The groundwork, however, had been laid by a disciplined bowling effort. South Africa made one change to the side that lost at Port Elizabeth and brought in Dale Steyn for Albie Morkel, a decision that paid immediate dividends. New Zealand found few scoring opportunities as a succession of fast bowlers, maintaining relentless line and length, and excellent fielding stifled the run-rate. That New Zealand reached a competitive target, allowing their bowlers an outside chance of claiming their first series win in South Africa, was primarily due to Mathew Sinclair, who scored his first fifty against this opposition.
The element of competition, however, vanished after the lunch break. Gibbs had made a duck and dropped a crucial catch in Port Elizabeth but he more than made up for it today. His initial runs came on the leg side through flicks and on-drives because New Zealand's fast bowlers were too straight but soon he was hitting all parts of the Newlands boundary. The strongest statement on intent came when he stepped out and lofted Kyle Mills straight for the first of seven sixes.
Any tactics Daniel Vettori employed came to nothing. He used as many as six bowlers within the first 15 overs but Gibbs attacked everyone in his path. Brendon McCullum came up to the stumps to prevent Gibbs from stepping out but he responded by pulling and sweeping Jacob Oram for sixes over midwicket while standing firmly in his crease. Even spin failed to slow him down; Vettori went for 12 off his first two overs and Jeetan Patel for 30 off his first three. Gibbs raced towards his 19th hundred and got there by lofting Gillespie to the cover boundary off his 77th delivery.

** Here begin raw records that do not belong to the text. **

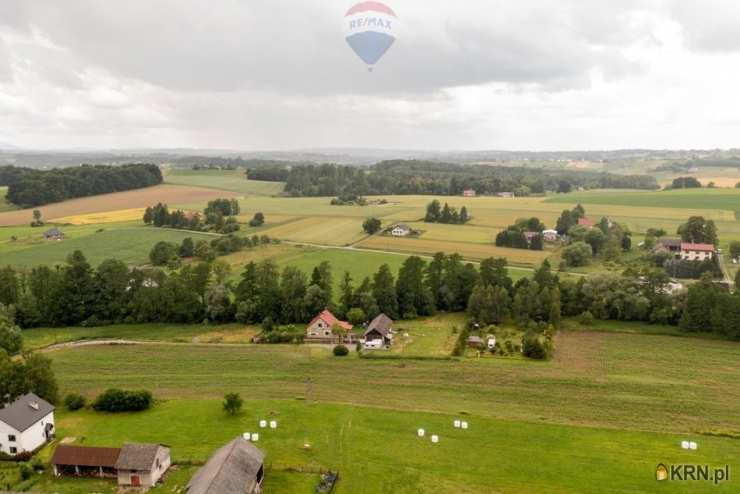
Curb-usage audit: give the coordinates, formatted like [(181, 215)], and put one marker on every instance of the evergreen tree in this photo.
[(346, 293), (464, 216), (292, 295), (414, 298), (384, 292)]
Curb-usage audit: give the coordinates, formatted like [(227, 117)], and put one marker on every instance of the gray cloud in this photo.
[(298, 46), (278, 74)]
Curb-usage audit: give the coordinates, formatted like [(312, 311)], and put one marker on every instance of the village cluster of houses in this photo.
[(27, 424), (686, 251), (326, 328)]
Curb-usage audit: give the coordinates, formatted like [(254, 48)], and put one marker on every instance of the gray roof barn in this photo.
[(382, 324), (234, 469), (25, 411), (137, 456)]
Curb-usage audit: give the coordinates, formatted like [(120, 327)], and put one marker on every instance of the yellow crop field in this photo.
[(119, 216), (320, 230), (117, 201), (472, 251)]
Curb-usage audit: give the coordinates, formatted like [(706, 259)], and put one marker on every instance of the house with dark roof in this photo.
[(697, 252), (26, 425), (86, 461), (401, 231), (379, 333), (142, 465), (237, 468), (323, 329), (54, 234)]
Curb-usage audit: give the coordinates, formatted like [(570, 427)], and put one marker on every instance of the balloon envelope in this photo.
[(370, 30)]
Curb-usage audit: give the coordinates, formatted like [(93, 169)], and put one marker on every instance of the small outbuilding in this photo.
[(379, 333), (237, 468), (85, 461), (475, 342), (142, 465)]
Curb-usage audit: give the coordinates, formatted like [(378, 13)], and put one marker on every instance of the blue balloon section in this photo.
[(370, 46)]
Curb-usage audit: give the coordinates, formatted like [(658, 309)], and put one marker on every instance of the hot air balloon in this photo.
[(370, 30)]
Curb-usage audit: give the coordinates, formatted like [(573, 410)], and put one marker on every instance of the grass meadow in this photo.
[(722, 199), (597, 418), (129, 243), (491, 456), (233, 181)]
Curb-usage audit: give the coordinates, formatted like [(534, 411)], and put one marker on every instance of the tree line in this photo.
[(77, 294), (29, 187), (404, 177)]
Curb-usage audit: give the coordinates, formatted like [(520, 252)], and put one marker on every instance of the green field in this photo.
[(128, 243), (604, 412), (233, 181), (491, 456), (723, 199)]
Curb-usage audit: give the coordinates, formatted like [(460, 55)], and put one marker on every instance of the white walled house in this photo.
[(26, 425), (142, 465)]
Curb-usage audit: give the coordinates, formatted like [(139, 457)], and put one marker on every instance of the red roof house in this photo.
[(323, 324)]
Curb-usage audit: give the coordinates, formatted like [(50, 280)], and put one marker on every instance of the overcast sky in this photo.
[(278, 75)]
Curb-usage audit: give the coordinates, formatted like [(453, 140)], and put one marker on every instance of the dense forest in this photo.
[(428, 177), (28, 187), (77, 294)]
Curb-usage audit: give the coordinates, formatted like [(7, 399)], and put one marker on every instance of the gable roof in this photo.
[(331, 320), (697, 247), (25, 411), (233, 468), (85, 456), (382, 324), (137, 456)]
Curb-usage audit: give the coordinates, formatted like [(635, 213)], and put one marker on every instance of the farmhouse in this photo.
[(133, 465), (586, 222), (551, 235), (401, 231), (26, 425), (379, 333), (670, 245), (236, 468), (322, 329), (697, 252), (54, 234), (142, 465)]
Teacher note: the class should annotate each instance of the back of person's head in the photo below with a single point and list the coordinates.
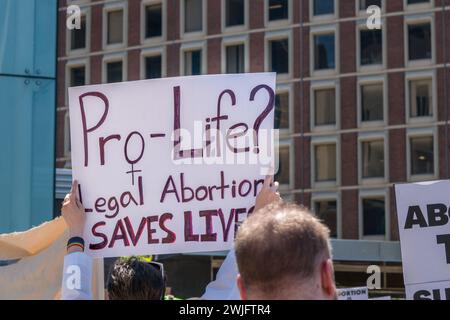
(134, 279)
(283, 252)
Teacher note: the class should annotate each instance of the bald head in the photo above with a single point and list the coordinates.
(281, 247)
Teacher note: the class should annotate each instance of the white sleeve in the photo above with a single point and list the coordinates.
(77, 277)
(225, 286)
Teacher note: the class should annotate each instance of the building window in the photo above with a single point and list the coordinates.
(324, 51)
(364, 4)
(115, 27)
(325, 162)
(422, 155)
(193, 63)
(326, 210)
(153, 67)
(418, 1)
(193, 15)
(279, 56)
(153, 20)
(283, 173)
(78, 36)
(282, 110)
(372, 102)
(325, 107)
(278, 10)
(419, 41)
(234, 13)
(77, 76)
(420, 100)
(371, 47)
(373, 159)
(114, 72)
(235, 56)
(323, 7)
(374, 216)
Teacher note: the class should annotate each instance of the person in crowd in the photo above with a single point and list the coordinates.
(134, 279)
(283, 252)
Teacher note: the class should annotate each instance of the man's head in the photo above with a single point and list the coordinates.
(135, 279)
(283, 252)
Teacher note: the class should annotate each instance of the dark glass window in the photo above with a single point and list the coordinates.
(325, 106)
(78, 36)
(115, 27)
(374, 216)
(114, 72)
(371, 47)
(193, 15)
(324, 51)
(326, 210)
(77, 76)
(419, 41)
(372, 102)
(422, 155)
(236, 59)
(373, 159)
(193, 63)
(153, 67)
(153, 20)
(278, 9)
(279, 56)
(235, 12)
(322, 7)
(282, 110)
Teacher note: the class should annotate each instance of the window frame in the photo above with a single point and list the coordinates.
(371, 194)
(143, 22)
(237, 28)
(233, 41)
(193, 34)
(368, 137)
(111, 7)
(361, 26)
(325, 17)
(368, 80)
(323, 85)
(320, 140)
(421, 75)
(278, 23)
(85, 62)
(422, 132)
(287, 143)
(417, 6)
(86, 11)
(287, 88)
(416, 20)
(329, 196)
(274, 36)
(193, 46)
(153, 52)
(323, 30)
(116, 57)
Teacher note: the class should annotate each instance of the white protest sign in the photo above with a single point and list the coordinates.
(359, 293)
(170, 165)
(422, 211)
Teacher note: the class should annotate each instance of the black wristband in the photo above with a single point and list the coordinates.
(75, 240)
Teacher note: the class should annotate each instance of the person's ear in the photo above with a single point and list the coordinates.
(241, 287)
(327, 279)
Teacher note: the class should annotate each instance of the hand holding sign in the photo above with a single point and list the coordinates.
(170, 165)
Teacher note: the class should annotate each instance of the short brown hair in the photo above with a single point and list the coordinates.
(278, 243)
(134, 279)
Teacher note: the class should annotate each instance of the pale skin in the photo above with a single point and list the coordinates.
(320, 287)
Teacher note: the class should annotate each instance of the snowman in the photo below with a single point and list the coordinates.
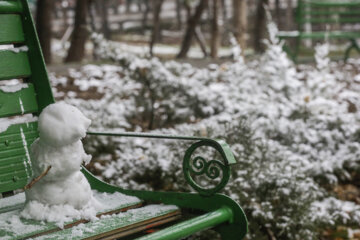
(57, 156)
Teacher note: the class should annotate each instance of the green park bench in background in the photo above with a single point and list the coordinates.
(324, 17)
(175, 215)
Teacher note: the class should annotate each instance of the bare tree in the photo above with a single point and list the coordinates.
(240, 22)
(215, 32)
(104, 18)
(260, 26)
(289, 15)
(178, 14)
(44, 10)
(156, 32)
(278, 13)
(77, 48)
(190, 28)
(146, 14)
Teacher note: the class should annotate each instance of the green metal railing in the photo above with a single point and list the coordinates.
(197, 166)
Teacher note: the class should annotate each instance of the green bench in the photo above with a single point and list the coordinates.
(139, 214)
(324, 17)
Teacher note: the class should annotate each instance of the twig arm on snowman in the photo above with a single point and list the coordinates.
(35, 180)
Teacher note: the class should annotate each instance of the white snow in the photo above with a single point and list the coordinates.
(13, 88)
(5, 123)
(64, 193)
(19, 49)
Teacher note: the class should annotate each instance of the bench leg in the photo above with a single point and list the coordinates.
(353, 45)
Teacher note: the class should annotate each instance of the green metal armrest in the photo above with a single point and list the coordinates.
(198, 166)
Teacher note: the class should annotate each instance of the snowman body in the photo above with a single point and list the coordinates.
(61, 128)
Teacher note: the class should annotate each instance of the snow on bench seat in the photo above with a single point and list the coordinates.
(14, 227)
(119, 225)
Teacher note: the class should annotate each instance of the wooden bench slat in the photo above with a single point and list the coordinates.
(12, 160)
(11, 30)
(13, 181)
(12, 206)
(14, 65)
(14, 144)
(10, 7)
(18, 103)
(121, 225)
(14, 163)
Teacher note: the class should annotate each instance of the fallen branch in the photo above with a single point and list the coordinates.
(35, 180)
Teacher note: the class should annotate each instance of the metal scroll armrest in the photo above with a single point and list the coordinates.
(196, 166)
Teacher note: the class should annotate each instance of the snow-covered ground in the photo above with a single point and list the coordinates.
(295, 131)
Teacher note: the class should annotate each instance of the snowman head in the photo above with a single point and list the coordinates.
(61, 124)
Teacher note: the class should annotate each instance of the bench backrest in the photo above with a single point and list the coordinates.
(33, 92)
(327, 12)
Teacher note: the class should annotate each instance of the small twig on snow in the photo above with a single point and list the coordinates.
(35, 180)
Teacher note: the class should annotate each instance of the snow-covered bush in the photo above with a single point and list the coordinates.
(295, 133)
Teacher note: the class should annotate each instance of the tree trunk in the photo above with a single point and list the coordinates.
(240, 22)
(260, 26)
(80, 34)
(201, 40)
(178, 14)
(146, 14)
(190, 29)
(104, 19)
(289, 16)
(156, 33)
(278, 13)
(215, 33)
(43, 26)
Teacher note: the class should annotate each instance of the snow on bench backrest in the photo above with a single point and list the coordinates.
(24, 91)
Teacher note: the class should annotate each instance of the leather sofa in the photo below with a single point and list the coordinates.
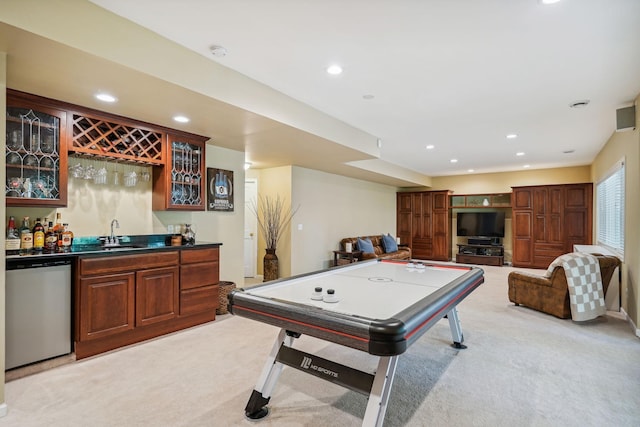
(403, 252)
(551, 294)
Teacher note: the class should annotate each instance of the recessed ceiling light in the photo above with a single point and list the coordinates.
(181, 119)
(105, 97)
(218, 51)
(579, 104)
(334, 69)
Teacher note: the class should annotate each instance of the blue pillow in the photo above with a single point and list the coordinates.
(365, 245)
(389, 243)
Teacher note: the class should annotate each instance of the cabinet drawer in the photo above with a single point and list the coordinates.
(198, 275)
(112, 264)
(198, 300)
(189, 256)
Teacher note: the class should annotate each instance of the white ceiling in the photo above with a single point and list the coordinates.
(460, 75)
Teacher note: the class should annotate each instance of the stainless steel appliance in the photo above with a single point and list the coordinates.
(38, 309)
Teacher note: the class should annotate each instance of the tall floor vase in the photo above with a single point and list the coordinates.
(270, 265)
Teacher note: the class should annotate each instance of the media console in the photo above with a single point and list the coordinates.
(484, 254)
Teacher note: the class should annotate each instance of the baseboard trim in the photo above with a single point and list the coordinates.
(634, 327)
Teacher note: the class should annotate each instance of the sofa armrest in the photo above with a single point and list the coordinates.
(524, 278)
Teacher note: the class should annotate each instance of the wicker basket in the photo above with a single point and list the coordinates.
(223, 292)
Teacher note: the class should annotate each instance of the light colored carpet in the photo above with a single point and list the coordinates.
(521, 368)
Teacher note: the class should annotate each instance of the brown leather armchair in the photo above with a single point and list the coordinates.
(551, 294)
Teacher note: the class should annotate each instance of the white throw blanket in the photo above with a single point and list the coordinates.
(586, 296)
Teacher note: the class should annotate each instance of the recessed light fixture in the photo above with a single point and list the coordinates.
(218, 51)
(334, 69)
(181, 119)
(105, 97)
(579, 104)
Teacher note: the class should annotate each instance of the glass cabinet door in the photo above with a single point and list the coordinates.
(35, 156)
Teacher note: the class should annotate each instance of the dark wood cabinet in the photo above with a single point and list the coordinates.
(180, 184)
(124, 299)
(36, 152)
(156, 295)
(424, 224)
(106, 305)
(548, 220)
(199, 279)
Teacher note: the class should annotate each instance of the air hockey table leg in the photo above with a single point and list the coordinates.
(380, 391)
(256, 407)
(456, 330)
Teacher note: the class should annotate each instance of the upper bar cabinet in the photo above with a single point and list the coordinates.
(36, 152)
(180, 184)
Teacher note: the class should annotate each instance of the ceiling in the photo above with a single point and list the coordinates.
(456, 75)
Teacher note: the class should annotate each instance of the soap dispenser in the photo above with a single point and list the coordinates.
(188, 235)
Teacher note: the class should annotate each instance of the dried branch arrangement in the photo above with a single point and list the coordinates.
(273, 217)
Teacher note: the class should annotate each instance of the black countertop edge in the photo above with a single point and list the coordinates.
(101, 251)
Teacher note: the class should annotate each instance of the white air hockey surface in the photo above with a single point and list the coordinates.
(376, 290)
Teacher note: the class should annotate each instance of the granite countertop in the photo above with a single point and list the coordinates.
(94, 245)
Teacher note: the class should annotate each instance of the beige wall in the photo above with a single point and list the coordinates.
(502, 182)
(333, 207)
(626, 144)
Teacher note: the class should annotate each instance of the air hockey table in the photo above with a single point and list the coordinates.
(379, 306)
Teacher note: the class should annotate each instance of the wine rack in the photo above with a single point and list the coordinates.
(96, 137)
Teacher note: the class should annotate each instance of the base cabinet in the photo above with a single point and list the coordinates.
(156, 295)
(106, 305)
(124, 299)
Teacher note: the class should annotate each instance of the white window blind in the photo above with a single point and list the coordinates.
(610, 210)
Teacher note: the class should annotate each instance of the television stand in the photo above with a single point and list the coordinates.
(480, 254)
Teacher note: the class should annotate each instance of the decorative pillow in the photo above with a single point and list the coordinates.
(365, 245)
(389, 243)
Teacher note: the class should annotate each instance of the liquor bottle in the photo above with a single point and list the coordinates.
(12, 241)
(67, 238)
(38, 236)
(58, 229)
(26, 237)
(50, 239)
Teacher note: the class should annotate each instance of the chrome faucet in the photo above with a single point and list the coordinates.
(113, 239)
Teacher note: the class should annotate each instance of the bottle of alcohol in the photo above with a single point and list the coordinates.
(58, 229)
(12, 242)
(26, 237)
(38, 236)
(67, 238)
(50, 239)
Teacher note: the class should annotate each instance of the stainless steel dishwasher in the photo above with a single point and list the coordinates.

Watching the spectacle from the other end was Smith. He struggled early on but, as the run-rate soared, it relieved the pressure on him and he took his time to get settled. The contrast between the two innings was evident when Smith cover-drove Gillespie for his first boundary in the 21st over. By that time the Newlands crowd had cheered nine fours and half-a-dozen sixes from Gibbs' bat.
Smith eventually fell for 51 and Gibbs, after deflating New Zealand with 119 off 101 balls, followed soon after but their partnership had set a near-perfect platform for victory.
The emphatic batting performance followed an impeccable bowling effort. Pollock set the tone with his first spell -18 off seven overs - and ensured that runs came at a trickle while Steyn pounded in from the other end. Steyn vindicated his selection by dismissing Brendon McCullum in his first over and accounted for Lou Vincent with a perfect slow yorker that uprooted leg stump.
New Zealand strove to consolidate but the support act of Andre Nel and Charl Langeveldt did not let up during the middle overs. They strangled New Zealand's batsman of the series, Jamie How, who after scoring 14 off his first 18 balls could score only one off the next 14 before his dismissal. Such was South Africa's discipline that New Zealand managed only 27 runs off the second and third Powerplays and sorely lacked momentum at 88 for 4 after 25 overs.
Styris' 60 and a useful 34 from Jacob Oram propped New Zealand up in the middle overs but they too perished when they attempted to clear the boundary. It was left to Sinclair to take New Zealand to a fighting total. He found the boundary with a flurry of pulls, sweeps past short fine leg and cover drives and was largely responsible for the 77 runs that New Zealand scored off the final ten overs.
The target of 239 was more than what New Zealand looked like getting at one stage but it was nowhere near enough against a rampant Gibbs, whose century even insured against a minor blip after his dismissal.